Further, conditionalities can even make poor women more vulnerable to exploitation due to their susceptibility to be misused. Evidence from across countries shows the manipulative misuse of ‘shadow conditions’ by local officials like local government representatives, CCT employees, school and clinic staff – with the threat of programme suspension, vulnerable women have been forced to march in political parades and clean public spaces.
Better Alternatives
Unconditional Cash Transfers (UCTs) can be an immediate alternative to CCTs. These are schemes that give cash payments to the poor without any conditionalities. Another option is soft conditionalities, which are not punitive and have the scope of negotiable deadlines and requirements. Still, a valid concern is that UCTs do not ensure responsible expenditure and investments in human development. However, even though there is less data regarding the impact of UCTs than CCTs, they are cheaper to administer (due to no monitoring costs) and research (done in Kenya) shows that even UCTs can significantly increase household consumption and expenditure on healthcare and education. The same research also records an increase in the psychological wellbeing of women due to less stress and depression – an important consideration generally missing in women’s welfare schemes.

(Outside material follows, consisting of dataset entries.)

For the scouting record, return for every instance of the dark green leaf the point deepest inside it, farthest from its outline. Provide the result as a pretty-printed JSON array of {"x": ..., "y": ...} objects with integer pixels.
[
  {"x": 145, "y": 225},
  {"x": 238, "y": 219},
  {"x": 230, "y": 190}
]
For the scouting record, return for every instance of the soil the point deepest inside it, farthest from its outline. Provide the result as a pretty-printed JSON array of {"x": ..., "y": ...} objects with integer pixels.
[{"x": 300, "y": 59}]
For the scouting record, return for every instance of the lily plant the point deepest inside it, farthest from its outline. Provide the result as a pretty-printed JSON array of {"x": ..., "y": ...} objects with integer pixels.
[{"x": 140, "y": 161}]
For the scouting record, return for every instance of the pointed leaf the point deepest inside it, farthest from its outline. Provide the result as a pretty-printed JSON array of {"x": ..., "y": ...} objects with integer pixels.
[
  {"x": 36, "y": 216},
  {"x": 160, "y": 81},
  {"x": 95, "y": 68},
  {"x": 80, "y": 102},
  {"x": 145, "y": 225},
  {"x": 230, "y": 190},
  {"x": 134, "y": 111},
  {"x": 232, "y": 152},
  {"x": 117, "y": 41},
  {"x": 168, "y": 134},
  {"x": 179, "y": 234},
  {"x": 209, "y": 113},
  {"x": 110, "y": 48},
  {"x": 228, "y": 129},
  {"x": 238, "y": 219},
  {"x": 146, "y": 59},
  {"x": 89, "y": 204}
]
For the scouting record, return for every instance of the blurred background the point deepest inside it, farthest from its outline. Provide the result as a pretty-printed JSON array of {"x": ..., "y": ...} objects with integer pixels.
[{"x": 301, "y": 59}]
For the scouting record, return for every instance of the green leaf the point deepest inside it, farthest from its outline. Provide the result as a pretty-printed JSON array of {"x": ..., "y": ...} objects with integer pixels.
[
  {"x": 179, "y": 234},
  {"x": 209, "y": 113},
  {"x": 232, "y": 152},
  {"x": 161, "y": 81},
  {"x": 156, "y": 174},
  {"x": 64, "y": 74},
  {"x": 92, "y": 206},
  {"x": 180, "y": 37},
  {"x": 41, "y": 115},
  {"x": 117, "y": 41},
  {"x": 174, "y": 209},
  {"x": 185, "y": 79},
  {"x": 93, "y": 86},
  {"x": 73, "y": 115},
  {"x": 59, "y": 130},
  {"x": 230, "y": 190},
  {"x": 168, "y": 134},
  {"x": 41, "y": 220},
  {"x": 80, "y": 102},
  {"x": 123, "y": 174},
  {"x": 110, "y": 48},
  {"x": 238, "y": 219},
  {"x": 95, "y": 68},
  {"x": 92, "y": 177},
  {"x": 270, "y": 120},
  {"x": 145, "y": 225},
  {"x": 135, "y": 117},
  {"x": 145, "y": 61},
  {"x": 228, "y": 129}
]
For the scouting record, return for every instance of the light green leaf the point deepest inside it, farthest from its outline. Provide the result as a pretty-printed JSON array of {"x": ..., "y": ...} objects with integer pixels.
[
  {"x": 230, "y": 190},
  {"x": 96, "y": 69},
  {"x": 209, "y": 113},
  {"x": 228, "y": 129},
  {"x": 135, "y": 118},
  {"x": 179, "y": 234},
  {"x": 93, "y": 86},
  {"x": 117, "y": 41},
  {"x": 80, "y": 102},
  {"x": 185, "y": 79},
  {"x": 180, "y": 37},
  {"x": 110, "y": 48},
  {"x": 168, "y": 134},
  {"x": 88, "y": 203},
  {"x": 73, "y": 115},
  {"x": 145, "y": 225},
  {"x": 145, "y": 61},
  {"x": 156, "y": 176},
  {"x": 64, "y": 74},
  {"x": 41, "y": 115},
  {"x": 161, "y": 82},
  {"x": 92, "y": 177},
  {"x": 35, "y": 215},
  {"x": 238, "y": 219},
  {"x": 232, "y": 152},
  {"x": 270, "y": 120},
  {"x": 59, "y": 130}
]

In fact, to genuinely empower women through any policy, the first thing that needs revision is our approach towards women’s welfare. First, welfare of women must not be confused with or substituted by the welfare of their households. Second, mothers and women must not be made the conduits of children’s development. It concretises gendered social roles, where equal delegation of childcare to men and fathers is required. Third, empowerment does not merely come through financial aid – simultaneous investment in safer transport and proper public services is crucial to actually make schemes beneficial for women. Lastly, how can women be empowered without including men in the conversation? Merely excluding men or targeting women is not enough – for redistribution of power on a micro level, targeted efforts need to be made towards men’s education and behavioural changes as well.
Riyosha is a second-year undergraduate pursuing Political Science and Mathematics at Ashoka University.